- Genre: children's program
- Starring: Dave Dedrick
- Country of origin: United States
- No. of seasons: 41

Production
- Running time: 30 minutes (with commercials)
- Production company: KELO-TV

Original release
- Release: March 7, 1955 – December 28, 1996

= Captain 11 =

American children's TV show, 1955–1996

Captain 11 is an after-school children's program for over 41 years on KELO-TV, broadcast on channel 11 from Sioux Falls, South Dakota. Station weatherman Dave Dedrick donned a yellow-trimmed blue pilot uniform with hat and daily (later weekly as cable TV began to cut into its ratings) became the jolly host of the show. The show primarily played cartoons and other children's fare, and featured the Captain having all the kids (his "crew") introduce themselves on the air, guessing to win the toy chest, and children with birthdays working the Captain's control panel of lights and switches. The show ended with the Captain playing the "freezeberg" game with the children, having them: Face the camera and wave one hand: then wave both hands: followed by wave both hands and one foot then wave both hands and both feet which usually resulted in most of the kids jumping up and down while facing the camera. Finally, the Captain would tell them to "freeze", not moving a muscle as the camera panned over the crowd of kids attempting to remain still.

==The Captain 11 charge==
The show opened with an animated space scene, slowly zooming in to the Captain's space ship, with this charge voiced over:

"Captain 11! Today's man of the future!"

One man in each century is given the power to control time. The man chosen to receive this power is carefully selected. He must be kind. He must be fair. He must be brave. You have fulfilled these requirements; and, we of the Outer Galaxies designate to you the wisdom of Solomon and the strength of Atlas. You are Captain 11!

==History==
The show ran from March 7, 1955, to December 27, 1996, making it the longest continuously running children's television program in the United States.

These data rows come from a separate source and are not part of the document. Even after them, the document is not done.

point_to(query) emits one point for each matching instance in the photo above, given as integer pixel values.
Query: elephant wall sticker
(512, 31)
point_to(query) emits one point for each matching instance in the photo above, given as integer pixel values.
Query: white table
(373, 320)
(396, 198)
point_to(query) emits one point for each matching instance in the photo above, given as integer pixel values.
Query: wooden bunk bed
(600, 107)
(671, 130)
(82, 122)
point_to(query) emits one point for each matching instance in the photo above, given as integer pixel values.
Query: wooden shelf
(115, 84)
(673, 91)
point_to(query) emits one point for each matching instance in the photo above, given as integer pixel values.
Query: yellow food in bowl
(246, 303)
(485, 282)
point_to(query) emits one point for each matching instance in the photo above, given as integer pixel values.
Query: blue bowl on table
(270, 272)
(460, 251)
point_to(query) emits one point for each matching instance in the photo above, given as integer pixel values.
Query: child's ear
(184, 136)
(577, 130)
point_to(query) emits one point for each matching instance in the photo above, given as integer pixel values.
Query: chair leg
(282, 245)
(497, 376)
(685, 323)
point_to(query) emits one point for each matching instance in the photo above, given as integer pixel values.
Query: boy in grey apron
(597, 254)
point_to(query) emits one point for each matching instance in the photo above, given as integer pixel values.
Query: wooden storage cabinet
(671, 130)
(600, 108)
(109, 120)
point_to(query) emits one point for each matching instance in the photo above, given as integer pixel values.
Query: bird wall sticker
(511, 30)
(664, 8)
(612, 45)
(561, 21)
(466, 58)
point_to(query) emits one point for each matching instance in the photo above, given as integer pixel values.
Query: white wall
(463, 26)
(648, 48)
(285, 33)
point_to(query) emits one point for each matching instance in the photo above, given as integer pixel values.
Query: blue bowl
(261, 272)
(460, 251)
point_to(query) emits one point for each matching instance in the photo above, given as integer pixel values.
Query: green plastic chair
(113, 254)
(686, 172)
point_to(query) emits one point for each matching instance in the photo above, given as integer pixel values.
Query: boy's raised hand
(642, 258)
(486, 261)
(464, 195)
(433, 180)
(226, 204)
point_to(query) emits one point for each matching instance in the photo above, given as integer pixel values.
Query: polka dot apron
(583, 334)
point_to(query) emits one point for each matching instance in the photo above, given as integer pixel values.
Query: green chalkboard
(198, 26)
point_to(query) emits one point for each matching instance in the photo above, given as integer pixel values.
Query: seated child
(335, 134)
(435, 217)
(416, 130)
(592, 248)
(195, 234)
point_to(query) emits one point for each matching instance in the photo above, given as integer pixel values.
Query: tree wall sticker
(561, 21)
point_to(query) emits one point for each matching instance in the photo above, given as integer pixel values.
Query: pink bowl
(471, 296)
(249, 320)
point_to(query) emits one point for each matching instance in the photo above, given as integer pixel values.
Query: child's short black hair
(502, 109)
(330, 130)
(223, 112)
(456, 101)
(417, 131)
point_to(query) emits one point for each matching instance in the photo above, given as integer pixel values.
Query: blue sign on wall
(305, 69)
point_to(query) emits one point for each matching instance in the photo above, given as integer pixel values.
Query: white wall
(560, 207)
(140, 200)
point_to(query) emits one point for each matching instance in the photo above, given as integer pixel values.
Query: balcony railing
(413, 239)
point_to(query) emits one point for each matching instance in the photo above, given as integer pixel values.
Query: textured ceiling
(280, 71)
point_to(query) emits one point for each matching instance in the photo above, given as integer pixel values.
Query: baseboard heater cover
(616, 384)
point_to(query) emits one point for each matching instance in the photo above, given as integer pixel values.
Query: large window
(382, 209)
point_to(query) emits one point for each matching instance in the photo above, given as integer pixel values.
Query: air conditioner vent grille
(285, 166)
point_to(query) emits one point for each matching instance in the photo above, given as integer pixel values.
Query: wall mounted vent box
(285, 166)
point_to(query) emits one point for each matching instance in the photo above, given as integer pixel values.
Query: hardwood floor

Dedrick's autobiography reveals interesting background about the show, like why the character's trademark rubber headphones were eventually discarded after many seasons, and how the set designers could not agree on a single design and eventually had to work independently on their own sections.

Dave Dedrick retired from broadcasting on December 30, 1996. He was inducted into the South Dakota Broadcasters Hall of Fame on April 18, 1997, and into the South Dakota Hall of Fame in 1999. Dedrick died in Sioux Falls on January 22, 2010, at the age of 81.

The Captain 11 set and other memorabilia is displayed in the State Historical Museum in Pierre.